Unlike peer-to-peer transactions, centralized platforms often charge high transaction costs for their services and comfort, which can be high when trading in high figures.

Advantages of Decentralized Cryptocurrency Exchanges

Mitigating Hacking Risk

Users of decentralized exchanges do not need to transfer their assets to a third-party mediator, eliminating the risk of a company or organization being hacked.

Preventing Market Manipulation

Due to their nature of enabling the peer-to-peer exchange of cryptocurrencies, decentralized exchanges prevent market manipulation, preventing the users from fake trading and wash trading.


These exchange users do not require their customers to fill out know-your-customer (KYC) forms, providing privacy and anonymity to them.

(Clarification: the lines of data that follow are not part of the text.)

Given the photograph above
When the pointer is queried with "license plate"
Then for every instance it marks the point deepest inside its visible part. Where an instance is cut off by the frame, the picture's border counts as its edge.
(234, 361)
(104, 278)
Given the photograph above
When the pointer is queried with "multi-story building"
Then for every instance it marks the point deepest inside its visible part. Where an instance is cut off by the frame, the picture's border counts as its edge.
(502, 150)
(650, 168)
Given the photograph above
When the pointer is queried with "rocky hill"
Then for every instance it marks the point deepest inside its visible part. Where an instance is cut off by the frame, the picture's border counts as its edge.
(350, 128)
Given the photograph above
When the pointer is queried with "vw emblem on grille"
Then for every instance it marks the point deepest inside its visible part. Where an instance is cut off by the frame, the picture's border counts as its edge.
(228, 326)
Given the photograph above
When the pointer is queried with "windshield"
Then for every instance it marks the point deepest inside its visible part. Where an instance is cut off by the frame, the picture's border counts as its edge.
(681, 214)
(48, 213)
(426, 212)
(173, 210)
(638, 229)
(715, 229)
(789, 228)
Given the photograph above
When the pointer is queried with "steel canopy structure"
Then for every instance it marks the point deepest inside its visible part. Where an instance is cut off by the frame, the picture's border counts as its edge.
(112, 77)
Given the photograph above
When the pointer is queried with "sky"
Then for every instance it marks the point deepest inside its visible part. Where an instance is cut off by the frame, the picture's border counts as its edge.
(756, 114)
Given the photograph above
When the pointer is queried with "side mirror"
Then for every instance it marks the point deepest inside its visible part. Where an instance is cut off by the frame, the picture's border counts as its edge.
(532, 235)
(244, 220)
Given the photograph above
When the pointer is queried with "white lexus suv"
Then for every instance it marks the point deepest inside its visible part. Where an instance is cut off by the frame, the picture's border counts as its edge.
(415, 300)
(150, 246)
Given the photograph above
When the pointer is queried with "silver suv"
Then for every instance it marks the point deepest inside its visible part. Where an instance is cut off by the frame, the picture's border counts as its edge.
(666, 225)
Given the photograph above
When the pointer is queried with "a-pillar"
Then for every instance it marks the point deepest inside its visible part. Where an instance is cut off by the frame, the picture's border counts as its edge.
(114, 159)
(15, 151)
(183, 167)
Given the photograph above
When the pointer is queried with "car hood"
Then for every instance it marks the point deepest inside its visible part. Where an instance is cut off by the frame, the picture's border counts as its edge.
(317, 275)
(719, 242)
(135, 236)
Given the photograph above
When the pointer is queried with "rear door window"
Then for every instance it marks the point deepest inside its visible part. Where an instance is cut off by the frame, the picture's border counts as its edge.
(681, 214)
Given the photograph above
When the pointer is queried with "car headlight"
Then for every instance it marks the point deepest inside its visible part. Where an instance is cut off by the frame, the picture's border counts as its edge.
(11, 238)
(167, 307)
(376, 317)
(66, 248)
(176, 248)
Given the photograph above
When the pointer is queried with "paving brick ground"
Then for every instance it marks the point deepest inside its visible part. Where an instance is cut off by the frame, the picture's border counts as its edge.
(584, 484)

Disadvantages of Decentralized Cryptocurrency Exchanges


Users of these exchanges must remember the credentials to their crypto wallets, or their assets are likely to be permanently lost and can never be recovered or traced. They require the user to familiarize themselves with the platform and the process.

Lack of Fiat Payments

Decentralized exchanges do not allow fiat currencies to be traded for digital assets, making them less suitable for users that aren’t already holding or trading cryptocurrencies.

Liquidity Struggles

Approximately 99% of crypto transactions are carried out by centralized exchanges, which makes them accountable for a majority of the trading volumes. Due to the lack of volume, decentralized exchanges often lack liquidity, and it can be a struggle to find buyers and sellers when trading shares are low.

Choosing a Crypto Exchange

Crypto exchanges, both centralized and decentralized, are relatively new, so it is important to do thorough research before investing in one. As cryptocurrencies are volatile and some crypto exchanges to date have succumbed to hacking, it is a prerequisite to consider a variety of factors before selecting an exchange, including:

  • Deposit/withdrawal limits
  • Fees
  • Payment methods
  • Regional restrictions and regulations
  • Reputation
  • Verification requirements

It is up to the individual to find the crypto exchange and digital assets that best suit their particular requirements, price range, risk tolerance, and security expectations. It is also important to note that some crypto exchanges are mobile-only, while some require computers, and each has varying levels of security and associated fees.